Intel has shown off six new ultramobile PCs. The UMPCs are designed around Intel's Menlow chip, which will be launched in mid 2008.
Five of the ultramobile PCs were designed by Taiwanese companies, and it will be a first for four of them if they actually market the products. Asustek is the only Taiwanese company of the group that has already launched an ultramobile PC, but it showed off a sleeker design at the Intel Developer Forum in Taipei.
BenQ, a Taiwanese mobile phone and systems maker, displayed its first attempt at an ultramobile PC, as did laptop PC makers Quanta Computer, Compal Electronic, and Inventec.
Elektrobit, from Finland, also displayed an ultramobile PC.
The six designs are all part of Intel's Mobile Internet Device Innovation Alliance, in which group members work together to solve engineering troubles associated with creating a small device able to connect to the internet. The companies are expected to launch ultramobile PCs using Menlow microprocessors in the first half of 2008, and will probably display the items at the official launch of the Intel microprocessor.
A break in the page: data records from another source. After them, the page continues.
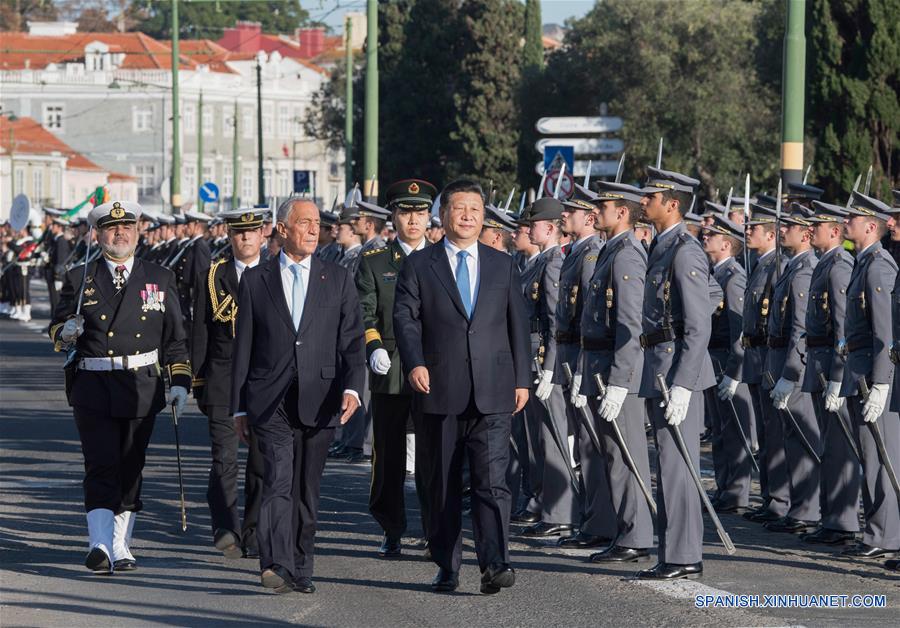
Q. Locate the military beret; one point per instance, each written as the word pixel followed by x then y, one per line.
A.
pixel 113 213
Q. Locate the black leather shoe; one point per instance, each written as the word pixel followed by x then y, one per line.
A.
pixel 497 576
pixel 125 564
pixel 277 579
pixel 523 516
pixel 543 530
pixel 97 561
pixel 390 547
pixel 445 581
pixel 619 554
pixel 583 540
pixel 791 525
pixel 826 536
pixel 228 543
pixel 304 585
pixel 668 571
pixel 863 550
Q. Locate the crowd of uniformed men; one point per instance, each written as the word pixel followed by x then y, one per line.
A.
pixel 766 326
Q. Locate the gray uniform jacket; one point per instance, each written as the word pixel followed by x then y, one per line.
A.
pixel 825 316
pixel 727 319
pixel 611 317
pixel 868 326
pixel 787 319
pixel 679 292
pixel 757 309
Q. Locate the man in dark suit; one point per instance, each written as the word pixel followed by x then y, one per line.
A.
pixel 215 318
pixel 298 370
pixel 463 332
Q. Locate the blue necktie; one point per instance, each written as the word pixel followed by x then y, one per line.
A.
pixel 462 282
pixel 297 296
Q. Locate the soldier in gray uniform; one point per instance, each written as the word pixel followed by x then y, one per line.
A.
pixel 868 341
pixel 825 315
pixel 785 364
pixel 760 239
pixel 723 241
pixel 559 503
pixel 610 347
pixel 598 520
pixel 527 467
pixel 679 298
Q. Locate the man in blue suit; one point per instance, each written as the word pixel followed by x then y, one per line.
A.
pixel 298 369
pixel 462 329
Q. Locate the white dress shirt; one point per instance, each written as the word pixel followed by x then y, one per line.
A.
pixel 240 266
pixel 471 262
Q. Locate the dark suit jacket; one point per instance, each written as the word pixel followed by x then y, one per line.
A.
pixel 326 356
pixel 485 358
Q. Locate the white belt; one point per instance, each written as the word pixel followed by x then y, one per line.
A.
pixel 118 362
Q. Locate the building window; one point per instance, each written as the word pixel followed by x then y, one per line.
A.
pixel 248 126
pixel 207 120
pixel 53 115
pixel 284 120
pixel 247 185
pixel 37 183
pixel 142 118
pixel 190 119
pixel 146 176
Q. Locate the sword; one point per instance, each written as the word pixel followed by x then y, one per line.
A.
pixel 790 415
pixel 626 454
pixel 557 438
pixel 879 441
pixel 679 440
pixel 737 422
pixel 837 417
pixel 180 480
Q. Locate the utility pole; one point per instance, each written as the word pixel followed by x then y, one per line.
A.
pixel 793 91
pixel 234 162
pixel 348 113
pixel 370 162
pixel 261 181
pixel 200 150
pixel 175 181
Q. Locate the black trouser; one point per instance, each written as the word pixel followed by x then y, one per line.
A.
pixel 294 457
pixel 114 453
pixel 221 492
pixel 445 441
pixel 390 416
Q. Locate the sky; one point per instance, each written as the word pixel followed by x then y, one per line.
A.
pixel 331 11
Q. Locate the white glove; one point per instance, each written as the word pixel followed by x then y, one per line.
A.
pixel 874 405
pixel 781 393
pixel 833 399
pixel 611 404
pixel 380 361
pixel 727 388
pixel 73 328
pixel 545 385
pixel 178 397
pixel 676 409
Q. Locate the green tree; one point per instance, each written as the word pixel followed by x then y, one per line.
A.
pixel 199 20
pixel 854 53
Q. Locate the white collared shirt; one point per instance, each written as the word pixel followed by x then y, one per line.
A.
pixel 471 263
pixel 240 267
pixel 407 249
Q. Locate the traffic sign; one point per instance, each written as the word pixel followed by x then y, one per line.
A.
pixel 556 156
pixel 566 186
pixel 209 192
pixel 606 168
pixel 579 124
pixel 583 145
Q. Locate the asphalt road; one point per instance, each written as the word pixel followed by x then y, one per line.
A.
pixel 184 581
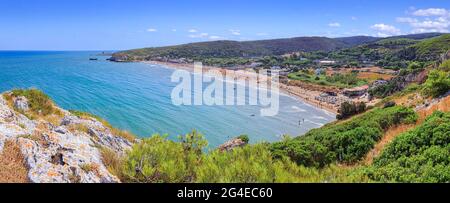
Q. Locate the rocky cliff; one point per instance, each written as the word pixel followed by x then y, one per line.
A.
pixel 58 147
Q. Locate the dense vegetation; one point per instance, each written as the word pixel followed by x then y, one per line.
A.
pixel 348 109
pixel 342 142
pixel 158 160
pixel 438 81
pixel 421 155
pixel 227 49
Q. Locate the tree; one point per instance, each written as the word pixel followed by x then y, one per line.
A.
pixel 415 66
pixel 438 83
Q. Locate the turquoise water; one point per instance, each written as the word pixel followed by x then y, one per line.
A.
pixel 136 97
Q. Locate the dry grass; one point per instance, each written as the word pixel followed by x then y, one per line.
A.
pixel 12 164
pixel 387 138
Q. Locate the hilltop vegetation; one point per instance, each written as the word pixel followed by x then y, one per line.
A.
pixel 421 155
pixel 233 49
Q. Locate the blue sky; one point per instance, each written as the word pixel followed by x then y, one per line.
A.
pixel 126 24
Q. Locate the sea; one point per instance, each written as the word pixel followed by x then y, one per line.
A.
pixel 137 97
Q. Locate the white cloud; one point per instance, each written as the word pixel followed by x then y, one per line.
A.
pixel 385 30
pixel 431 12
pixel 235 32
pixel 428 20
pixel 335 24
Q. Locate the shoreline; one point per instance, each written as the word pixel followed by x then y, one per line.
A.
pixel 298 93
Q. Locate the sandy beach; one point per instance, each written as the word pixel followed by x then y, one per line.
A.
pixel 302 94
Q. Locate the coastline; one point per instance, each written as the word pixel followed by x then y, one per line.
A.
pixel 298 93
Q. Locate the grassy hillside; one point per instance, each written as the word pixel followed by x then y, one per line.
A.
pixel 421 155
pixel 396 52
pixel 431 49
pixel 237 49
pixel 227 49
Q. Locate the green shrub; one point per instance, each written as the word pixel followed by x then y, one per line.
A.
pixel 349 109
pixel 420 155
pixel 345 142
pixel 39 103
pixel 438 83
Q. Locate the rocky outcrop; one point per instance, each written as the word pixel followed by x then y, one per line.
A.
pixel 231 144
pixel 66 152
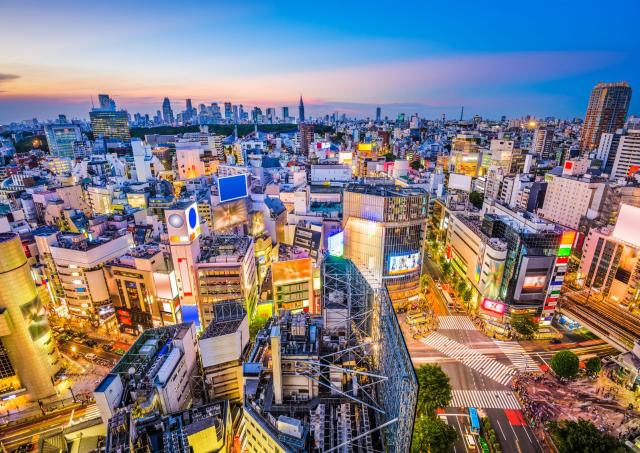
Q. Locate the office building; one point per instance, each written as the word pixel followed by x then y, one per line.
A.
pixel 226 270
pixel 61 139
pixel 29 358
pixel 542 143
pixel 384 229
pixel 627 158
pixel 287 408
pixel 222 347
pixel 606 113
pixel 111 125
pixel 152 378
pixel 167 113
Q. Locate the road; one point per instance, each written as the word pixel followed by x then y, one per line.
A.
pixel 31 432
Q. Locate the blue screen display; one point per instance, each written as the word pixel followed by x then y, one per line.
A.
pixel 232 187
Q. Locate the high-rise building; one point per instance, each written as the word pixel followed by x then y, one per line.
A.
pixel 627 157
pixel 301 111
pixel 61 139
pixel 384 230
pixel 28 356
pixel 167 113
pixel 111 125
pixel 606 112
pixel 306 137
pixel 542 143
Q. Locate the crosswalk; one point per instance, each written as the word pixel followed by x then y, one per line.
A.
pixel 484 399
pixel 455 323
pixel 517 355
pixel 469 357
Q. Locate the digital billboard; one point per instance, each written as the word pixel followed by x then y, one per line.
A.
pixel 336 244
pixel 232 188
pixel 401 264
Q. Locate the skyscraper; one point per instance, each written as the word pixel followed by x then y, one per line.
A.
pixel 606 112
pixel 61 137
pixel 26 338
pixel 301 111
pixel 167 113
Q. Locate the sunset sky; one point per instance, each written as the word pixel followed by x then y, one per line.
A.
pixel 495 58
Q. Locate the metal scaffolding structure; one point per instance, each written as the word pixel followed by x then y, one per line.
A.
pixel 375 343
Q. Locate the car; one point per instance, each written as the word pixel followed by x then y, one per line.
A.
pixel 470 441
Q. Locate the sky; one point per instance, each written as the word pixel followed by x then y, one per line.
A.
pixel 427 57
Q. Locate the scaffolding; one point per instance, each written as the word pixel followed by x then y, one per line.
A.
pixel 375 343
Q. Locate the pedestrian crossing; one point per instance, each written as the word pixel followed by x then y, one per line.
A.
pixel 484 399
pixel 469 357
pixel 455 323
pixel 517 355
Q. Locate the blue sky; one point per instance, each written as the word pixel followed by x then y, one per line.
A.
pixel 494 58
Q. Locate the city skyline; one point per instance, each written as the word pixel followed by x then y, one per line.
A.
pixel 530 62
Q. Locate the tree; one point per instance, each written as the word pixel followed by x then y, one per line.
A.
pixel 432 435
pixel 565 364
pixel 582 436
pixel 525 326
pixel 476 199
pixel 594 365
pixel 434 389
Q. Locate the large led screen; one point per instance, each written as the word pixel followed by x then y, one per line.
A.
pixel 402 264
pixel 232 188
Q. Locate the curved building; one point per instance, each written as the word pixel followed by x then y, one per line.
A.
pixel 24 328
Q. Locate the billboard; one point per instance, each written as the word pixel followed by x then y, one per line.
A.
pixel 307 239
pixel 628 225
pixel 232 188
pixel 493 307
pixel 459 182
pixel 401 264
pixel 336 244
pixel 228 215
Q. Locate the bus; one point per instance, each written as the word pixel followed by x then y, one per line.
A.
pixel 475 421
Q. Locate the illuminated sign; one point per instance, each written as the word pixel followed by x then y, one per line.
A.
pixel 404 263
pixel 493 306
pixel 336 244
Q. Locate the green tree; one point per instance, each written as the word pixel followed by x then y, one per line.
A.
pixel 476 199
pixel 594 365
pixel 432 435
pixel 434 389
pixel 582 436
pixel 525 326
pixel 565 364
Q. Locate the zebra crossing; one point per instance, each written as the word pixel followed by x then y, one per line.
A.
pixel 484 399
pixel 517 355
pixel 455 323
pixel 469 357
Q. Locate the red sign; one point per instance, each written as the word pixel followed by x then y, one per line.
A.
pixel 494 307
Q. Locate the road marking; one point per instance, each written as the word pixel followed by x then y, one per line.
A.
pixel 517 355
pixel 469 357
pixel 484 399
pixel 455 323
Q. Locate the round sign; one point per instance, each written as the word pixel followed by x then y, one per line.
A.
pixel 193 218
pixel 176 220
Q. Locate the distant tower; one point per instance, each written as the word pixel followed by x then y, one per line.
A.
pixel 25 337
pixel 606 113
pixel 301 111
pixel 167 113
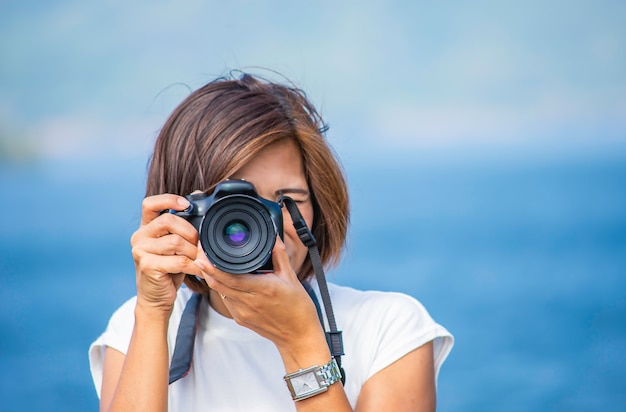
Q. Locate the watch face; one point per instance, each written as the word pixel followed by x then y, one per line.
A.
pixel 305 383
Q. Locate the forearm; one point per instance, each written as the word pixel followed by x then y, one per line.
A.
pixel 143 382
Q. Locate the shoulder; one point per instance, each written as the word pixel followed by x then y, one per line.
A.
pixel 381 327
pixel 385 306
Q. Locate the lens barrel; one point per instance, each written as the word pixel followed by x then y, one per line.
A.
pixel 238 234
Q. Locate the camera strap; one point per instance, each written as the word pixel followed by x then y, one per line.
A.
pixel 334 336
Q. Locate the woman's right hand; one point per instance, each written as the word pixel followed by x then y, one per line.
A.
pixel 164 249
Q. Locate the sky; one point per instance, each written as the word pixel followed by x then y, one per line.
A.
pixel 97 79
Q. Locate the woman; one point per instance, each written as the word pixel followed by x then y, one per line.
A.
pixel 254 331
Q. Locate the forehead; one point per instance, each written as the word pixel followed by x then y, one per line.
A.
pixel 277 166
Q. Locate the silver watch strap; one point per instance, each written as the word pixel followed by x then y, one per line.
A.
pixel 330 372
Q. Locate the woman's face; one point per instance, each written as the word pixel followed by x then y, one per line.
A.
pixel 277 170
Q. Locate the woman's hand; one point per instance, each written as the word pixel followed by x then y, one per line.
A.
pixel 164 249
pixel 275 304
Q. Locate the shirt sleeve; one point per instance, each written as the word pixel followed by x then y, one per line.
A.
pixel 404 325
pixel 117 336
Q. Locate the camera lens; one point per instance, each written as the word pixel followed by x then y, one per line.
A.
pixel 236 234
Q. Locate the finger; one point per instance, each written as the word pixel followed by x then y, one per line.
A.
pixel 171 244
pixel 168 223
pixel 175 264
pixel 153 206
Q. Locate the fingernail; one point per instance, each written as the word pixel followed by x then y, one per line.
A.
pixel 200 265
pixel 183 202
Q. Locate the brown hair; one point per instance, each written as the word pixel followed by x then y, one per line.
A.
pixel 221 126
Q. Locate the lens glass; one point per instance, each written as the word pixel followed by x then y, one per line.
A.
pixel 236 234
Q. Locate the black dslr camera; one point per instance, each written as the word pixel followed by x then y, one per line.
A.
pixel 237 227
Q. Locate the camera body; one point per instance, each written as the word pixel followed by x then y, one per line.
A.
pixel 237 227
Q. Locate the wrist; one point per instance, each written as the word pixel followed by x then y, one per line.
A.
pixel 307 350
pixel 306 383
pixel 146 313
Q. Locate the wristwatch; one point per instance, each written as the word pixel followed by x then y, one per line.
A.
pixel 312 381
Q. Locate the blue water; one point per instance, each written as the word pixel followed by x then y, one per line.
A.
pixel 524 261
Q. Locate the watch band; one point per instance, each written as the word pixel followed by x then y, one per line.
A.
pixel 312 381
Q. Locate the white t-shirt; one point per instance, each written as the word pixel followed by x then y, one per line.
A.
pixel 235 369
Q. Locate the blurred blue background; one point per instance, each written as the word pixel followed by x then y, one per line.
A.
pixel 484 142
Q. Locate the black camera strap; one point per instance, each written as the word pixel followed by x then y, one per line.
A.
pixel 186 334
pixel 334 336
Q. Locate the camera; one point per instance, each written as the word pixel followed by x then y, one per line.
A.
pixel 237 227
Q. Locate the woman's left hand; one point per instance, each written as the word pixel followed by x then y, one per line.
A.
pixel 275 304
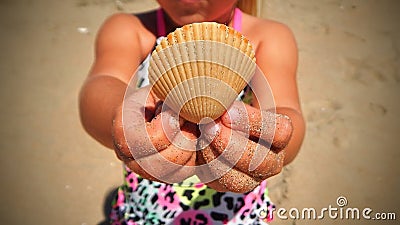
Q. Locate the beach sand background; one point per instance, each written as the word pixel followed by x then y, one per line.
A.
pixel 52 172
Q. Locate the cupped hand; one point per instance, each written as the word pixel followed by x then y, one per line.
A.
pixel 152 140
pixel 242 148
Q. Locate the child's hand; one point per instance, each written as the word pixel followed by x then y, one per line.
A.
pixel 243 137
pixel 143 136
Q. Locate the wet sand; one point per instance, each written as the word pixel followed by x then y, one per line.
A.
pixel 54 173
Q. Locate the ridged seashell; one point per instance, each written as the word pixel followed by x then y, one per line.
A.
pixel 199 69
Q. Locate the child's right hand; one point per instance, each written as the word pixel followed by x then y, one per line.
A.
pixel 142 135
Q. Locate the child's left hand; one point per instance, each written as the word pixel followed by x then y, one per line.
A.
pixel 250 142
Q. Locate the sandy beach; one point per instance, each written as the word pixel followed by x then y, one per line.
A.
pixel 52 172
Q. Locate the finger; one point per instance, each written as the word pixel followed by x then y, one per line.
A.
pixel 245 155
pixel 170 165
pixel 141 100
pixel 260 124
pixel 224 177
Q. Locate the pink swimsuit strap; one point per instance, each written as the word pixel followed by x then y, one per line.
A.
pixel 161 30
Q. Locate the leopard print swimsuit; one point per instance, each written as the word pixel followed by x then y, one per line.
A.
pixel 141 201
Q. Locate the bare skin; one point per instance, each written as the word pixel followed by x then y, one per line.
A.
pixel 124 41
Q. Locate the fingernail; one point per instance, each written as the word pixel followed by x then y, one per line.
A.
pixel 212 129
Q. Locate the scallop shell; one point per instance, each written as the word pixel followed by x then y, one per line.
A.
pixel 199 69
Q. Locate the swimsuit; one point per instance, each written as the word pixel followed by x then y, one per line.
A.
pixel 141 201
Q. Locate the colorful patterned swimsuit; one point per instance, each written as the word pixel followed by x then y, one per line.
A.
pixel 141 201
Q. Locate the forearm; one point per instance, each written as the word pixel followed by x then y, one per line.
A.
pixel 98 100
pixel 296 140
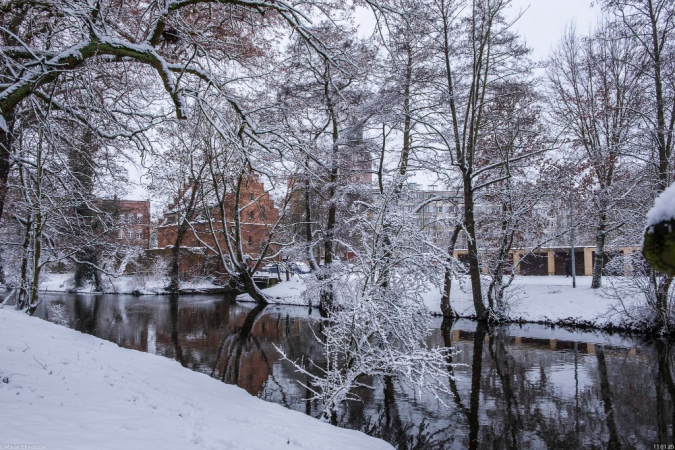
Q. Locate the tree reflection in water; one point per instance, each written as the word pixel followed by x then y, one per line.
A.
pixel 508 391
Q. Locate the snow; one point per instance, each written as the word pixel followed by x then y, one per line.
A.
pixel 63 389
pixel 536 299
pixel 664 207
pixel 530 298
pixel 284 293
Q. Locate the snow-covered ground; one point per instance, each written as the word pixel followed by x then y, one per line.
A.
pixel 62 389
pixel 530 299
pixel 284 293
pixel 127 284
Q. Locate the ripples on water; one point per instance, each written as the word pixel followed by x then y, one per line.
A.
pixel 524 387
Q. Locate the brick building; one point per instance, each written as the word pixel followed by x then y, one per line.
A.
pixel 258 217
pixel 132 219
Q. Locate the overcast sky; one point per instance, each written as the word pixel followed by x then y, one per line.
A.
pixel 541 26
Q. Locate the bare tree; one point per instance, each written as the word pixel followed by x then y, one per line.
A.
pixel 596 93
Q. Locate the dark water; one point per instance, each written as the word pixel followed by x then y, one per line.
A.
pixel 524 387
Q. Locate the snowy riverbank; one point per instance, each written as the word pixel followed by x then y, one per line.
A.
pixel 550 299
pixel 62 389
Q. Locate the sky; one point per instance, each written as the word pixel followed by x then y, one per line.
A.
pixel 541 25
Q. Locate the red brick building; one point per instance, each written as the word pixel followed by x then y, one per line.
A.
pixel 258 217
pixel 132 218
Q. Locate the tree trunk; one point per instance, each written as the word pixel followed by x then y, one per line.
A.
pixel 6 142
pixel 476 373
pixel 599 259
pixel 446 308
pixel 474 267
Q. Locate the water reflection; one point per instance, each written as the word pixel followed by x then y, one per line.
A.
pixel 510 387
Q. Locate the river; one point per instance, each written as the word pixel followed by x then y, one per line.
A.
pixel 517 386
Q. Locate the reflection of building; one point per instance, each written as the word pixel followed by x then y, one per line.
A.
pixel 132 221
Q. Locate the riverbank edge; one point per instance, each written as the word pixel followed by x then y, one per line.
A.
pixel 568 323
pixel 117 386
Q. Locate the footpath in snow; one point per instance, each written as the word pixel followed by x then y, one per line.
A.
pixel 62 389
pixel 531 299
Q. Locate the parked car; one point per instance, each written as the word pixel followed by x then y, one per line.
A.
pixel 299 268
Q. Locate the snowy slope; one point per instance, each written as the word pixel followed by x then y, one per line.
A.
pixel 67 390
Menlow is the codename given to a set of chips Intel is developing for ultramobile PCs and MIDs (mobile internet devices), due out next year. Menlow will include a low-power microprocessor codenamed Silverthorne and a chipset codenamed Poulsbo, according to Intel.
The company also showed off a mock-up of a product designed around its Moorestown chips, which are due out in 2009. The mock-up was about 8x3in, with a touchscreen on one side and a 6Mp video camera on the other. It was made to show hardware makers what's possible with Moorestown, said Gadi Singer, vice president of the Mobility Group at Intel. It is not being developed as a reference design, said Singer, who said he is not aware of any Intel partners currently making similar products.
Moorestown is the codename for the chips that will replace Menlow. Intel expects to put the functions of several chips on to one with Moorestown, including the microprocessor, graphics, video and memory controller, and ensure a 10 times reduction in power consumption compared to today's chips.